Nos guía hasta una habitación
aparentemente pequeña. Las paredes están forradas de madera a juego con el
escritorio y las sillas al otro lado de éste. Donde él se sienta es una silla
de ejecutivo, de respaldo alto y de cuero. Irónicamente hay una bandera del
país detrás del escritorio. A la izquierda se sitúa una acogedora chimenea de
piedra. En la repisa hay dos velas, una a cada lado, y ninguna fotografía, al
contrario de lo usual. En frente, un cuadro que muestra tres soldados romanos
ofreciendo sus espadas a un hombre. Es realmente grande, ronda los tres metros
de alto y cuatro de ancho, respectivamente. Tiene un falso techo para acogerlo.

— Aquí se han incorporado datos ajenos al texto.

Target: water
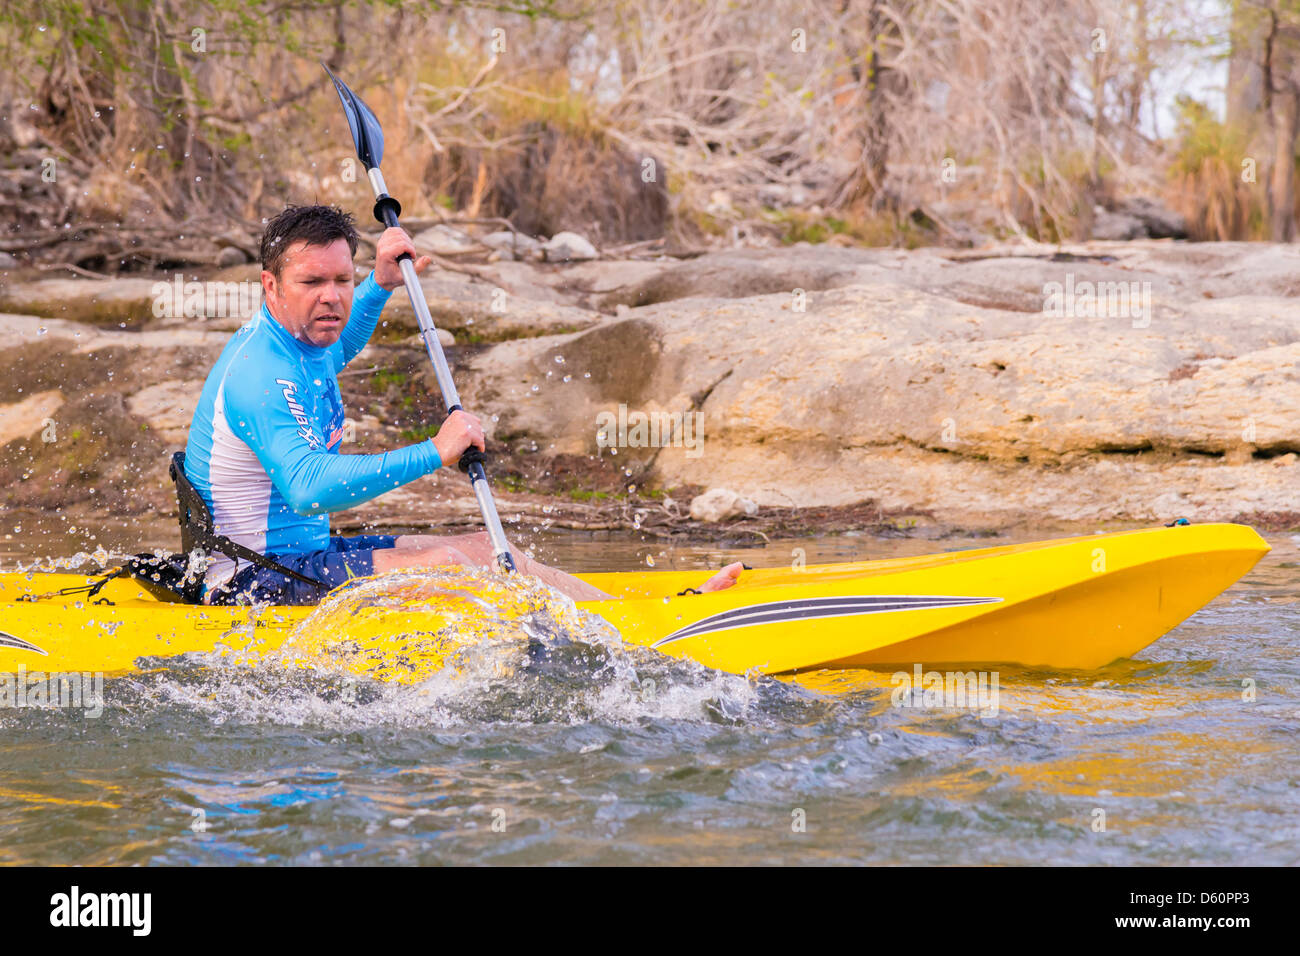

Siempre me ha encantado el arte, pero nunca he podido disfrutarlo.
—
¿Te gusta? —la voz de Moore me sobresalta.
—
Sí, señor —aparto la mirada.
—
Es de un compatriota tuyo. Jacques-Louis David. Fue encargado por…
—
Luis XIV. Antes
de perder Navarra.
—
¿Lo conoces?
—
Algo he oído.
Me interesé más cuando lo robaron del Louvre. Es muy difícil hacerse un cuadro
de tales dimensiones.
—
Un verdadero
profesional, sin duda…—comenta— ¿Lo viste antes de que desapareciera?
—
No lo recuerdo, señor. Mi padre me llevó algunas veces,
pero era demasiado pequeña para apreciar algo así.
—
Esta es una buena copia; me costó bastante.
—
Me lo imagino.
—
¿Sabes lo que significa?
—
Rebelión. Levantamiento de armas, leí. En la época fue
puesto en duda por esto.
—
Muy bien, has hecho los deberes, niña.
—
Me interesa mi país, eso es todo.
—
Pero esto cuenta una historia romana.
—
Contada por un francés —se ríe.
—
¿Sabes lo que cuenta? Si me dices que sí, me
impresionarás. Incluso te dejaría estar con mi hijo —algo en su voz me dice que
no bromea.
«Piensa, Alice, piensa. Lo has
visto antes, lo buscaste en Internet. Algo sobre Roma, un juramento… ¡Eso es!»
—
El juramento de los Horacios. Me sé la historia, señor.
Aunque bastante resumida.
—
¿Y tú Alexander? ¿La conoces?
—
No padre.
—
Deberías. Llevas viendo el cuadro tanto tiempo y ni te
ha entrado curiosidad. Es odioso, incluso repugnante.
—
No sea duro, por favor, señor. A veces ves algo tanto
que pasa desapercibido —le mira de reojo y vuelve a centrarse en mí.
—
¿Te importaría contarle la historia, niña?
—
Claro señor. Al parecer Roma se enemistó con una región
cercana y fueron a la guerra. Para que no hubiesen muertes innecesarias
eligieron tres guerreros de cada lugar para luchar y el que sobreviviese
ganaría la guerra. Éstos son los elegidos por Roma, los Horacios.
—
¿Nada más?
—
No creo que sea necesario, señor.
—
Yo sí. ¿O es que sólo te sabes hasta ahí? —tomo aire y
continúo.
—
Resulta que una de las hermanas de los de Roma estaba
casada con uno de los que lucharía en contra de sus hermanos y viceversa. Por
lo tanto la tragedia estaba asegurada.
—
¿Y cómo terminó? —se interesa Alex.
—
Sólo sobrevivió un Horacio. Las hermanas también
murieron —me siento una guía de museo. Moore aún está insatisfecho, sabe que
puedo decir más—. En concreto, este cuadro muestra el amor y la tragedia de las
mujeres —me pide más, quiere que llegue a este punto— y la lealtad a su padre
hasta la muerte.
—
Hasta la muerte, hijo. Ellos anteponen su deber a los
sentimientos —él agacha la cabeza—. Bien hecho Alice.
—
Gracias señor. Pero hay algo que debo añadir, algo
personal, más bien.
—
Somos todo oídos.
—
No me gusta el papel del padre. Por culpa de sus hijos
una de sus hijas sufrirá horriblemente.
—
¿Qué debería hacer, según tú? ¿Rendirse?
—
No, señor. Declinar su deber a otros guerreros menos
implicados emocionalmente.
—
Pero una de ellas sufrirá de todos modos.
—
Al menos no odiará a su hermano de por vida —le
sostengo la mirada ante un atónito Alex.
—
¿Cuántos años tienes?
—
Voy a cumplir los diecisiete. Señor.
—
Increíble. Una última pregunta y te dejaré ir —asiento
para que la formule. La malicia recorre sus ojos—. ¿Qué sientes por mi hijo?